The original question only states that a classical cipher is used, and I am going to articulate 1) why I think a polyalphabetic substitution cipher is used AND 2) my attempts so far.

The Question

c1 = rhlxhei rb niu ir-wbbxug "qeejv," rgj mbfo sdg
m1 = friends by the so-called "posts," but they can
c2 = fypx pd jkx teoyde nupyd wbd hhtfmo yqvlfqeu
m2 = ?

Which type of cipher is used

  1. If it is a transposition cipher, then for each character, the number of its occurrences should be identical in both plaintext and ciphertext. (Contradiction)
  2. It is a monoalpbetic substitution cipher, the same character in plaintext should be mapped to the same character in ciphertext. (Contradiction)

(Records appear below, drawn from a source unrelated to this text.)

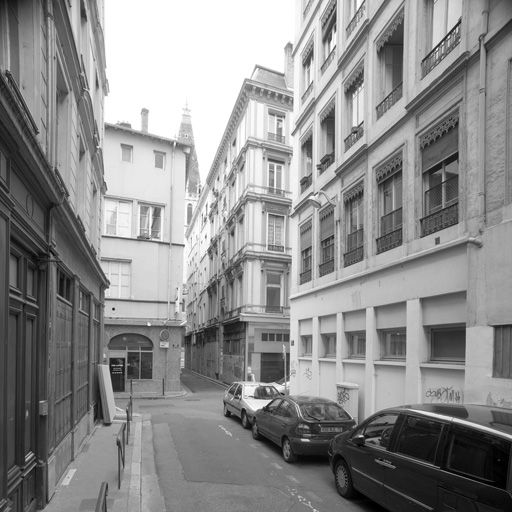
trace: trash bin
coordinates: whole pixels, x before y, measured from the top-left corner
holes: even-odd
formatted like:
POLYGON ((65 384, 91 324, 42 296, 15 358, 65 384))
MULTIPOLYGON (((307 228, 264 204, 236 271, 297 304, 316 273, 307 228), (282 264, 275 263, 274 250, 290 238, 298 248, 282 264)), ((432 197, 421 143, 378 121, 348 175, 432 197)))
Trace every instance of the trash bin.
POLYGON ((358 423, 359 416, 359 384, 353 382, 336 383, 336 401, 358 423))

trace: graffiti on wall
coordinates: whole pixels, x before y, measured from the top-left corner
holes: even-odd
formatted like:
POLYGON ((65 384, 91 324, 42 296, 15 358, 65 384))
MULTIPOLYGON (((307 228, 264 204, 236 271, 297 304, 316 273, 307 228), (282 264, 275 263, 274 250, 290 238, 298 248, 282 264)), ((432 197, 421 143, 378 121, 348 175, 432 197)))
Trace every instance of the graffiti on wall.
POLYGON ((340 405, 345 405, 350 399, 350 393, 347 388, 338 386, 337 401, 340 405))
POLYGON ((311 371, 311 368, 309 366, 304 370, 304 377, 306 377, 306 379, 308 380, 311 380, 313 378, 313 372, 311 371))
POLYGON ((500 396, 494 396, 489 391, 487 395, 487 399, 485 401, 487 405, 492 405, 494 407, 505 407, 507 409, 512 409, 512 399, 506 399, 500 396))
POLYGON ((453 386, 438 386, 428 388, 425 391, 425 397, 430 402, 443 404, 462 404, 464 403, 464 391, 455 389, 453 386))

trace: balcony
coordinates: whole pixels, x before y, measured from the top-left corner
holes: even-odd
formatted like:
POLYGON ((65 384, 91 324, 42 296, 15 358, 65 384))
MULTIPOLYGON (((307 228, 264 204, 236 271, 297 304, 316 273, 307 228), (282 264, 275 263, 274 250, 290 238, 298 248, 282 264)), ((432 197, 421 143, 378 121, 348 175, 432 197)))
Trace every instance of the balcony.
POLYGON ((345 267, 363 260, 364 229, 358 229, 347 235, 347 252, 343 255, 345 267))
POLYGON ((326 276, 331 272, 334 272, 334 259, 324 261, 323 263, 320 263, 320 265, 318 265, 318 275, 320 277, 326 276))
POLYGON ((381 217, 380 232, 382 236, 377 238, 377 254, 402 245, 402 208, 381 217))
POLYGON ((442 210, 431 213, 421 219, 421 236, 454 226, 459 222, 459 203, 452 204, 442 210))
POLYGON ((311 281, 311 269, 301 272, 299 275, 299 283, 304 284, 311 281))
POLYGON ((428 75, 459 43, 462 19, 445 38, 421 61, 421 78, 428 75))
POLYGON ((316 166, 319 173, 322 174, 332 163, 334 163, 334 151, 327 153, 320 159, 320 163, 316 166))
POLYGON ((269 251, 284 252, 284 245, 267 245, 269 251))
POLYGON ((284 196, 284 190, 282 188, 267 187, 267 194, 272 196, 284 196))
POLYGON ((354 126, 350 135, 345 139, 345 151, 348 151, 362 136, 364 133, 364 121, 359 125, 354 126))
POLYGON ((402 97, 400 82, 376 107, 377 119, 380 119, 402 97))
POLYGON ((284 135, 282 135, 281 133, 268 132, 267 139, 273 140, 275 142, 280 142, 281 144, 284 144, 284 141, 285 141, 284 135))
POLYGON ((311 9, 312 3, 313 3, 313 0, 308 0, 308 3, 306 4, 306 7, 304 7, 304 11, 302 12, 303 18, 305 18, 308 15, 308 12, 311 9))
POLYGON ((313 183, 313 175, 308 174, 300 179, 300 193, 305 192, 313 183))
POLYGON ((329 64, 334 60, 334 55, 336 54, 336 46, 331 50, 331 53, 329 53, 329 55, 327 55, 326 59, 324 60, 321 68, 320 68, 320 71, 323 73, 325 73, 325 70, 329 67, 329 64))
POLYGON ((350 23, 347 25, 347 37, 352 34, 352 32, 354 32, 355 28, 357 27, 357 24, 359 23, 359 21, 362 19, 363 15, 364 15, 364 10, 365 10, 365 4, 366 2, 363 2, 361 4, 361 6, 359 7, 359 9, 356 11, 356 13, 354 14, 354 16, 352 17, 352 19, 350 20, 350 23))
POLYGON ((302 103, 304 103, 307 99, 308 99, 308 96, 311 94, 311 92, 313 91, 313 82, 311 82, 307 89, 304 91, 304 94, 302 95, 302 103))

As a result, it should be a polyahplabetic substitution cipher.

My Attempts

IC (Index of Coincidence)

I googled that Index of Coincidence can be used to guess the key length, but that is based on that the length of the ciphertext is statistically long enough.

Calculate Offsets

I then realized that if Vigenère cipher is used, then for each character of m1 and c1, I can calculate the offset between them, and figure out the repeating pattern in the offsets.

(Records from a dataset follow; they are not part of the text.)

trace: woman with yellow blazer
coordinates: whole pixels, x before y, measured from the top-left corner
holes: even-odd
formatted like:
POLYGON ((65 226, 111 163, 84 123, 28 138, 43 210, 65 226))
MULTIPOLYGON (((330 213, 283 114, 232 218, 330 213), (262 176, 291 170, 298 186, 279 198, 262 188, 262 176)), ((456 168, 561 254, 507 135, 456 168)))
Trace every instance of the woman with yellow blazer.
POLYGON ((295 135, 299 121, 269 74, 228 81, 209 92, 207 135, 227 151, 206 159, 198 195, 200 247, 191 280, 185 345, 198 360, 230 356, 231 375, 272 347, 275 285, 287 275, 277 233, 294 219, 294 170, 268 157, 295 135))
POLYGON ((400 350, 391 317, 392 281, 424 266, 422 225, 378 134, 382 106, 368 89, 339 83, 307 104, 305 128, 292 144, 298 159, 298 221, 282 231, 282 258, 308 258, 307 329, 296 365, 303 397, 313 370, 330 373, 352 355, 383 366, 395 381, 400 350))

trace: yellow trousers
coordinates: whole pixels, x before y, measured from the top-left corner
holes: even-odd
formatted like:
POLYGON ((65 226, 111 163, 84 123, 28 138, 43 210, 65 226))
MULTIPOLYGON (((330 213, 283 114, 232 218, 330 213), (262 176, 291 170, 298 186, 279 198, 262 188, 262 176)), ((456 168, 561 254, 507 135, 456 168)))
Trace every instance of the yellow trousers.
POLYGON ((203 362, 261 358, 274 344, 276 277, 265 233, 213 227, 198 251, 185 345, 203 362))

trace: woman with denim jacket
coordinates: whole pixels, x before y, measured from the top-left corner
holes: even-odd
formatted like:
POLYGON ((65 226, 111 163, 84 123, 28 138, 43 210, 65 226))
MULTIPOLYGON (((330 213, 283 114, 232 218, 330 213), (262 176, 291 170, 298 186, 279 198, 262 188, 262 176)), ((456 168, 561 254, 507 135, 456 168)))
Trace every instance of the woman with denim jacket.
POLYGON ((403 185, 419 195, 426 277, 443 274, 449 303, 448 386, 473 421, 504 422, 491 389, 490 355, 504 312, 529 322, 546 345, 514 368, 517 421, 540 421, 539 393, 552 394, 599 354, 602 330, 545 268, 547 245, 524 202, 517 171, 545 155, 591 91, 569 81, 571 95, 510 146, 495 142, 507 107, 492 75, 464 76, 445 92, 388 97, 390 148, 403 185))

To make it clear, offsets[i] = (c[i] + 26 - m[i]) % 26, and offsets is printed below

12 16 3 19 20 1 16 16 3 20 1 16 16 3 20 1 16 12 16 3 1 16 12 16 3 16 12 16 19 20 1 16 16 3 19

However, there are two difficulties.

  1. Although there are some repeating numbers (e.g. 16, 19, 1, etc.), I failed to extract the exact pattern from the offsets.
  2. If I directly applied those offsets (reversely) to c2, the result does not make sense (m2 = rosq qt mey jhiztq qvfkt mnt bijvph otofggux'), so I am wondering maybe the plaintext is incorporated into the key in some way.

Please correct me if the process described above is somewhat wrong and direct me if there is a certain way to take advantage of the known (c1, m1) pair. Thank you!